S&P Global Ratings have said that four EM countries have so far defaulted on their debts, with a further ten in ‘severe distress’. One might assume that, to stay competitive and tackle inflation, these nations must hike interest rates. However, this creates further issues in that their burden of repayments is worsened and, when coupled with the woes associated with the dollar, often proves too much for these economies.
By July this year foreign investors had been pulling out of EMs for five consecutive months. According to the Institute of International Finance, outflows from EMs between February and July amounted to $38bn, the longest period of net outflows since records began in 2005. This is crippling economies, reducing domestic activity, and further feeding the existing debt issues elucidated above. These EMs are in something of a ‘Catch 22’, and the appreciating dollar is not proving helpful.

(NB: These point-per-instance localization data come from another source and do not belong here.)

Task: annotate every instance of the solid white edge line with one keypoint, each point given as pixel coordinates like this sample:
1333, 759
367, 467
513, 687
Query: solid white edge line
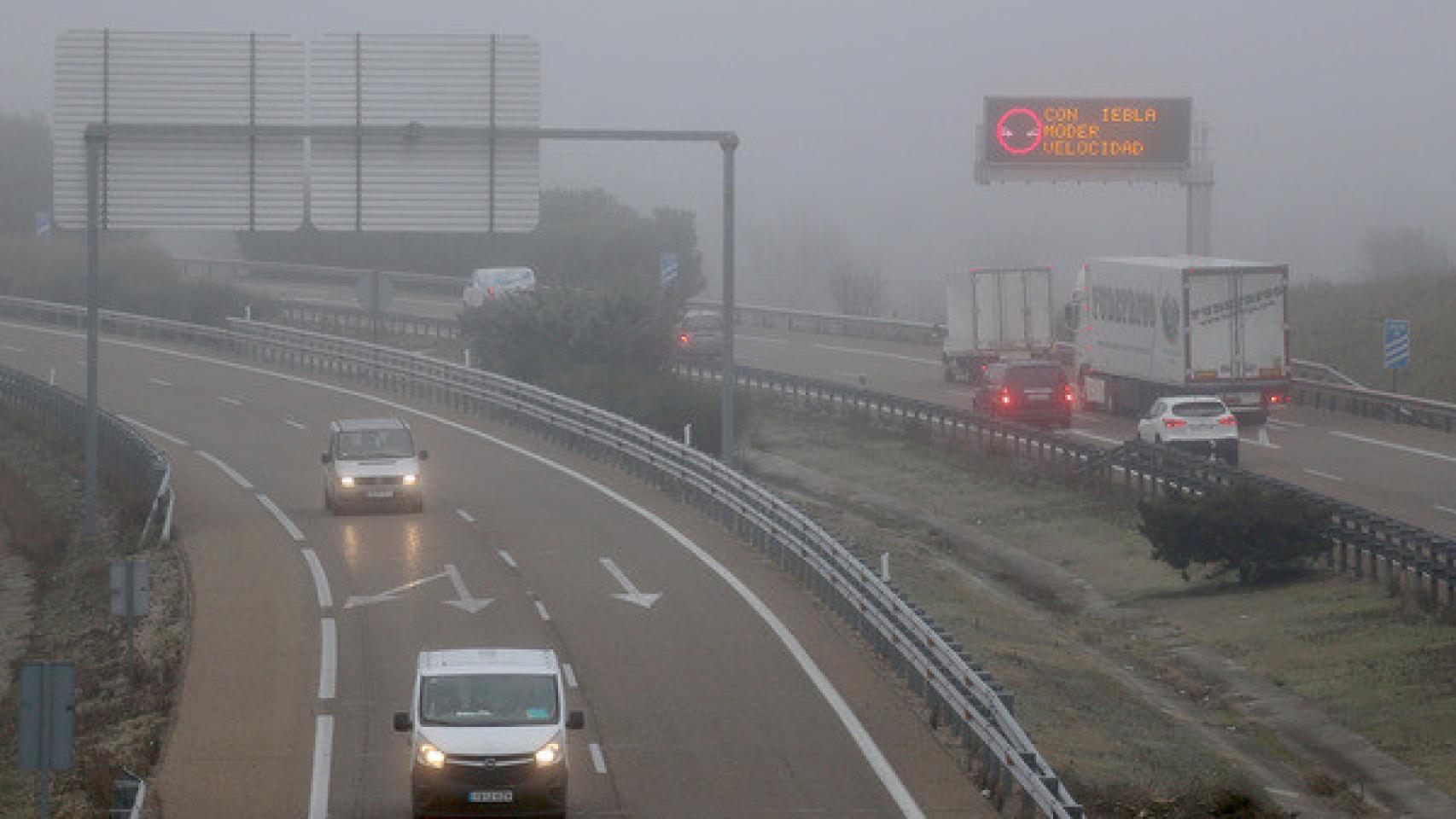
328, 658
282, 520
322, 767
1401, 447
856, 730
152, 429
321, 581
226, 468
896, 355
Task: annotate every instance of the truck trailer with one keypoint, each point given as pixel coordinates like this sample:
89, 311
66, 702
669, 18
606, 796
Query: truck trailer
993, 315
1154, 326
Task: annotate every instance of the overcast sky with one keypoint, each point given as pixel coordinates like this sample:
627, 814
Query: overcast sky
1328, 117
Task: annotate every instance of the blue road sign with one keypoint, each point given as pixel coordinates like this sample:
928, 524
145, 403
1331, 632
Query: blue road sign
1396, 344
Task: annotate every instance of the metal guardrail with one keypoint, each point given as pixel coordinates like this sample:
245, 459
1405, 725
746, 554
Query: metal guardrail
958, 693
1361, 542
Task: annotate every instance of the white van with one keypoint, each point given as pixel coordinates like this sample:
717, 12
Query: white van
488, 734
494, 282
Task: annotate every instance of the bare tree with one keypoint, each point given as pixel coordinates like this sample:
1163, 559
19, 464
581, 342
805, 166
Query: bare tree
858, 290
1398, 252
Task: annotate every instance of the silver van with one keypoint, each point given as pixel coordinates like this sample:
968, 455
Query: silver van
371, 463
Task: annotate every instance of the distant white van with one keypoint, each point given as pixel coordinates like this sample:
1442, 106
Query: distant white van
494, 282
488, 734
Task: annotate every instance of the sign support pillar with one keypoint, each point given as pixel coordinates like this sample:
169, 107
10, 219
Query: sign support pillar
730, 144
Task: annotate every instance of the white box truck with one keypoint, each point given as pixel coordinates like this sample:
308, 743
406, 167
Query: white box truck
995, 313
1155, 326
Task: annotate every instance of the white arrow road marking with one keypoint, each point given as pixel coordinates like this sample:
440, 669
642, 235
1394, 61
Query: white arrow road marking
632, 594
391, 594
465, 602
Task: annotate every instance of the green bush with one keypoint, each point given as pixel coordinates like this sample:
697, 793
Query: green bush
136, 276
1241, 530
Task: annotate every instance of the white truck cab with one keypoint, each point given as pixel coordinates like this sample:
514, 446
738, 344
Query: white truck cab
488, 734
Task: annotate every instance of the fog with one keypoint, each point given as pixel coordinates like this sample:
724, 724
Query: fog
1327, 118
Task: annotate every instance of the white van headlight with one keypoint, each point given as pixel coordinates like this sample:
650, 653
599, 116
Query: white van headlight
550, 754
430, 757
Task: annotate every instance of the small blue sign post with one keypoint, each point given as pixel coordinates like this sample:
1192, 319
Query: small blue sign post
1396, 348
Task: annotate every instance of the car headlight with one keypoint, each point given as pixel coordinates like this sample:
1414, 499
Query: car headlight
550, 754
430, 757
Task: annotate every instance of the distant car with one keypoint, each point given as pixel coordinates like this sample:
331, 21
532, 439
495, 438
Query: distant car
1202, 425
701, 334
371, 463
1033, 390
495, 282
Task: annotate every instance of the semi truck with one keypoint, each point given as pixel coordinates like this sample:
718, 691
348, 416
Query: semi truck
993, 315
1155, 326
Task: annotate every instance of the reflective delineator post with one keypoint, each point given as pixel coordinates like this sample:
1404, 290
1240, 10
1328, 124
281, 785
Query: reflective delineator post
94, 142
725, 454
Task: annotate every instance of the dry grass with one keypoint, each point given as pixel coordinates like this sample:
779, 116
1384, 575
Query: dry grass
1367, 658
119, 722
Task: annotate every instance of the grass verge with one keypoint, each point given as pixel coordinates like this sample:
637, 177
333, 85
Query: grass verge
119, 722
1365, 656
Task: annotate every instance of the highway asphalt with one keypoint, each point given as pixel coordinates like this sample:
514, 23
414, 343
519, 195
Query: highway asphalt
1404, 472
732, 694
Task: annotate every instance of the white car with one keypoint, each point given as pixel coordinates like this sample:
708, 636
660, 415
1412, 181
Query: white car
488, 734
1202, 425
495, 282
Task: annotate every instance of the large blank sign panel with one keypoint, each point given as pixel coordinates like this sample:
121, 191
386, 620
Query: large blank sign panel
427, 183
213, 182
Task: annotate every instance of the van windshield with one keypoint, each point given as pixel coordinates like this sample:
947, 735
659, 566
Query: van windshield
488, 700
373, 444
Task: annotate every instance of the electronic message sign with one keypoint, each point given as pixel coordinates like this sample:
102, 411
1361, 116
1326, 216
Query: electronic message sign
1088, 131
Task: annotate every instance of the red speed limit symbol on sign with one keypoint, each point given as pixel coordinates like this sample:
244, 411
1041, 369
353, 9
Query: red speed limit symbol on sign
1020, 131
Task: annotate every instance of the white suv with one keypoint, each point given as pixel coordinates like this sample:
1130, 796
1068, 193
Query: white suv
1196, 424
371, 463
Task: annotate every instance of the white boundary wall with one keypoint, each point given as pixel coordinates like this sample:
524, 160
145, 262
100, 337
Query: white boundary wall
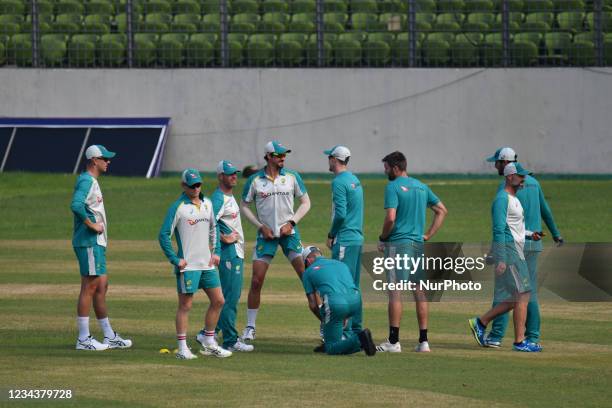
444, 120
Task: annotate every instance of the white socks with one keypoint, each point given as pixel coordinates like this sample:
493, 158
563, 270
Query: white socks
106, 328
251, 317
83, 326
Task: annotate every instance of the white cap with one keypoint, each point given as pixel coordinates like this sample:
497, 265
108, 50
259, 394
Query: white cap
339, 152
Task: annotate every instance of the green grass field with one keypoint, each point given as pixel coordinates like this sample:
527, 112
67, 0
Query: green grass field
39, 285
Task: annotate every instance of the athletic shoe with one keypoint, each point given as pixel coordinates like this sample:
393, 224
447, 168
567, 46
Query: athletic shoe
387, 347
248, 333
118, 342
241, 346
185, 355
367, 344
215, 350
90, 344
422, 347
527, 347
493, 343
478, 331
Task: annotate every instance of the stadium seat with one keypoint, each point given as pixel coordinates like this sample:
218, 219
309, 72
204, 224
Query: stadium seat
82, 50
376, 53
478, 6
69, 6
290, 52
568, 5
245, 6
274, 6
259, 51
52, 50
200, 50
110, 52
539, 6
211, 23
347, 52
464, 50
581, 52
366, 21
303, 6
523, 53
102, 7
363, 6
450, 6
170, 49
335, 6
436, 52
157, 6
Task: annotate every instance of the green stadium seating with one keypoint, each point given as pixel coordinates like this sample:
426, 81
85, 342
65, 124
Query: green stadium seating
478, 6
290, 52
347, 52
200, 50
99, 7
581, 52
12, 7
274, 6
259, 52
245, 6
303, 6
335, 6
450, 6
436, 52
366, 21
363, 6
523, 53
82, 50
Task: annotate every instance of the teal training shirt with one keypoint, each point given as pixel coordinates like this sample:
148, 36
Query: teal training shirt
328, 277
410, 198
347, 209
535, 208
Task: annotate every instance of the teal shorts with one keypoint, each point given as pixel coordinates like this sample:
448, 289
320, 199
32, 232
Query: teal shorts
92, 260
191, 281
288, 243
513, 281
412, 250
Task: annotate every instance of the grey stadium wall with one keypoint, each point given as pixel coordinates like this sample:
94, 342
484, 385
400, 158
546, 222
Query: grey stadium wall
444, 120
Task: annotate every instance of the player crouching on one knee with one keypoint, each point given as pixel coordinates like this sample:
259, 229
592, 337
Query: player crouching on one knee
332, 281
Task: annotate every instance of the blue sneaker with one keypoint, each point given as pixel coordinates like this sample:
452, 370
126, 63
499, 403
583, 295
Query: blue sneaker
478, 331
492, 342
527, 347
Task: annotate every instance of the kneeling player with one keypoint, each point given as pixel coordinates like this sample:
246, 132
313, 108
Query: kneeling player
332, 281
191, 217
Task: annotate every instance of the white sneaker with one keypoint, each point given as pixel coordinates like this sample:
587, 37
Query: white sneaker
90, 344
215, 350
241, 346
118, 342
248, 333
387, 347
422, 347
185, 355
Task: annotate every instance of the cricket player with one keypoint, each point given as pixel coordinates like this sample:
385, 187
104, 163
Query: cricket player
403, 233
273, 189
231, 266
512, 282
345, 237
192, 220
89, 241
535, 209
332, 281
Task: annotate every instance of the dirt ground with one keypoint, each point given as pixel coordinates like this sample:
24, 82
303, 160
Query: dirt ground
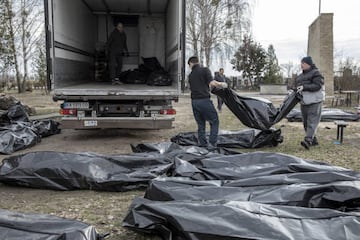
106, 210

The UK is a net importer and, in the four quarters up to the end of Q1 2022, the US was the UK’s largest import market, accounting for 12.7% of total UK imports. With a strengthening dollar and a slumping British pound, this has the effect of increasing the cost of imports and dampening the UK economy. The UK imports 50% of its food, all of which will be more expensive with a weaker pound and thus further contributes to inflation and the cost-of-living crisis.
When combined with political turmoil, a disastrous mini-budget that led to Liz Truss becoming the shortest serving PM in history, and severe issues in the gilt market, it is safe to say the UK economy is not in terrific standing. In fact, the rating agency Moody’s recently adjusted their forecast for UK economic outlook from ‘stable’ to ‘negative’. The rating is a marker of how likely the country is to repay its debts. This combination of a strengthening dollar and weak pound has contributed to negative sentiment towards UK investment. It instils a lack of confidence in the currency and increases borrowing costs. At the time of writing, the yield on the 10-year gilt is 3.83%, compared to a yield of 2.7% for the Irish ten-year bond.

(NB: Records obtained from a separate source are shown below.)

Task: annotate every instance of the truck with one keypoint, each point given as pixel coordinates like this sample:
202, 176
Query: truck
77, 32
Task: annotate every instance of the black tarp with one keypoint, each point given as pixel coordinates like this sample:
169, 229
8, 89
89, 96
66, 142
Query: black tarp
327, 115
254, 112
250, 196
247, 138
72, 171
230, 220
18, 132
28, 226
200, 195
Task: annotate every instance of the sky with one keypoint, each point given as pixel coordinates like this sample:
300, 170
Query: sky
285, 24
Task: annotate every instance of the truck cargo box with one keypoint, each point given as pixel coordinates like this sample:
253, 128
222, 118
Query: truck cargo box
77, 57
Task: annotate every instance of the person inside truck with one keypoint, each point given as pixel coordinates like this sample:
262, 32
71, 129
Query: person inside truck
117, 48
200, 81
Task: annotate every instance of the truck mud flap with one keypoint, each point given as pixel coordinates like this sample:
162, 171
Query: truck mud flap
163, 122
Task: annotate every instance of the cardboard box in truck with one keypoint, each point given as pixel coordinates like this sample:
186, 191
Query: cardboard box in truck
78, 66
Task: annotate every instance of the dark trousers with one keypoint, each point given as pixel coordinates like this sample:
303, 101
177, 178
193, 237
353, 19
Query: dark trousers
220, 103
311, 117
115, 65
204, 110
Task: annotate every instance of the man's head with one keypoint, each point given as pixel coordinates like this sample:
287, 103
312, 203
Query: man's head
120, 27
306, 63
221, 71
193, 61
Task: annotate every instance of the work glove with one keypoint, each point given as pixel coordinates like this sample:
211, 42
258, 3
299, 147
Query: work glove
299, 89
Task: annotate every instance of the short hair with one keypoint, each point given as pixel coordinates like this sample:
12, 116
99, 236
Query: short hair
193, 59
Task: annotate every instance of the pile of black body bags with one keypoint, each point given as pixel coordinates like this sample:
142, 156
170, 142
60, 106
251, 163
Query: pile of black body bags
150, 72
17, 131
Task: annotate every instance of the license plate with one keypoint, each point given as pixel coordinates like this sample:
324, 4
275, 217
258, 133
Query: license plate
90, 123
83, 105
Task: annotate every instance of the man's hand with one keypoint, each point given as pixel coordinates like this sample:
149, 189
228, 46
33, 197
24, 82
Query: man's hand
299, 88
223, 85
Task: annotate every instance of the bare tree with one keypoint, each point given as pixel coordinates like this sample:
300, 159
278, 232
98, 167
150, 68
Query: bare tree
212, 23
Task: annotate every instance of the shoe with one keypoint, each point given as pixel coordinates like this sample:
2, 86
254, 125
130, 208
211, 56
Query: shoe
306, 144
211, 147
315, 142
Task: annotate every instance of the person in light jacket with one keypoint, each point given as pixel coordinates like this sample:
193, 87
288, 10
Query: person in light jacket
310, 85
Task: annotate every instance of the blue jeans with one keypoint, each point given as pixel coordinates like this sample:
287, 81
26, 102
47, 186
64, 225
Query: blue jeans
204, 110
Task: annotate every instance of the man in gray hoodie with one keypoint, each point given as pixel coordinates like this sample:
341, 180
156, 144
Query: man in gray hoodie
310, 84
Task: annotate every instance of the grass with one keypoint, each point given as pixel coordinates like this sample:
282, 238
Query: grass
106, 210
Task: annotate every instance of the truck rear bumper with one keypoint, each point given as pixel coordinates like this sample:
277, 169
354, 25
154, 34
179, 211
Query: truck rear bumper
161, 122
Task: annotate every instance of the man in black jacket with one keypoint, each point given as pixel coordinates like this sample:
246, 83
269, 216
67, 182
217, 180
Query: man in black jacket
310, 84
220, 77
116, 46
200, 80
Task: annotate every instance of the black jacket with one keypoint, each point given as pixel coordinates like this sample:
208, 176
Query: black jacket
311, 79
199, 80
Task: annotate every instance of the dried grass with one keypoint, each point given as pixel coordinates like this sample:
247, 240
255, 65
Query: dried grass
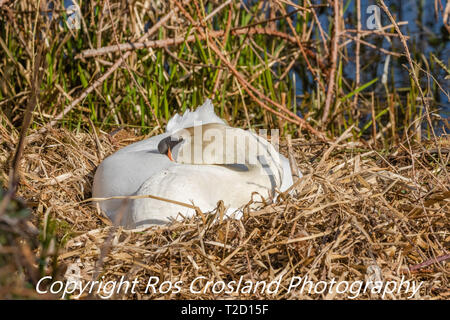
356, 211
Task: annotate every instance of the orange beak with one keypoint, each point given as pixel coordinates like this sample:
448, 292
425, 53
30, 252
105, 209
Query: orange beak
169, 154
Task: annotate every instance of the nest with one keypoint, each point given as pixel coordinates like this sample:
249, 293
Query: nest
357, 214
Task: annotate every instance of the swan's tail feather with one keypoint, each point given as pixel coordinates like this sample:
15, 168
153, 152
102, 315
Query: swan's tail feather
202, 115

It's not all negative, however, for the British economy. American tourists, armed with a strong dollar, are snapping up transatlantic flights as they seek to make the most of the situation. United Airlines, for example, flew 14% more seats across the Atlantic this summer than it did in 2019. The Norwegian start-up North Atlantic flew its first service between New York and London in August, and described the demand for this particular route as ‘especially strong’. The hope is that these Americans then spend big in the UK, helping to stimulate economic activity and growth. But this is a long shot. When contrasted with political uncertainty, disastrous economic policies that have been critiqued by the IMF, and a fifth Tory PM in six years, the negatives of a weak pound outweigh the benefits of a strong dollar.
It appears that Connally was correct. The dollar’s strength is not America’s problem, and so the issue needs addressing by other economies. Until then, however, the currency’s strength continues to cause destruction worldwide.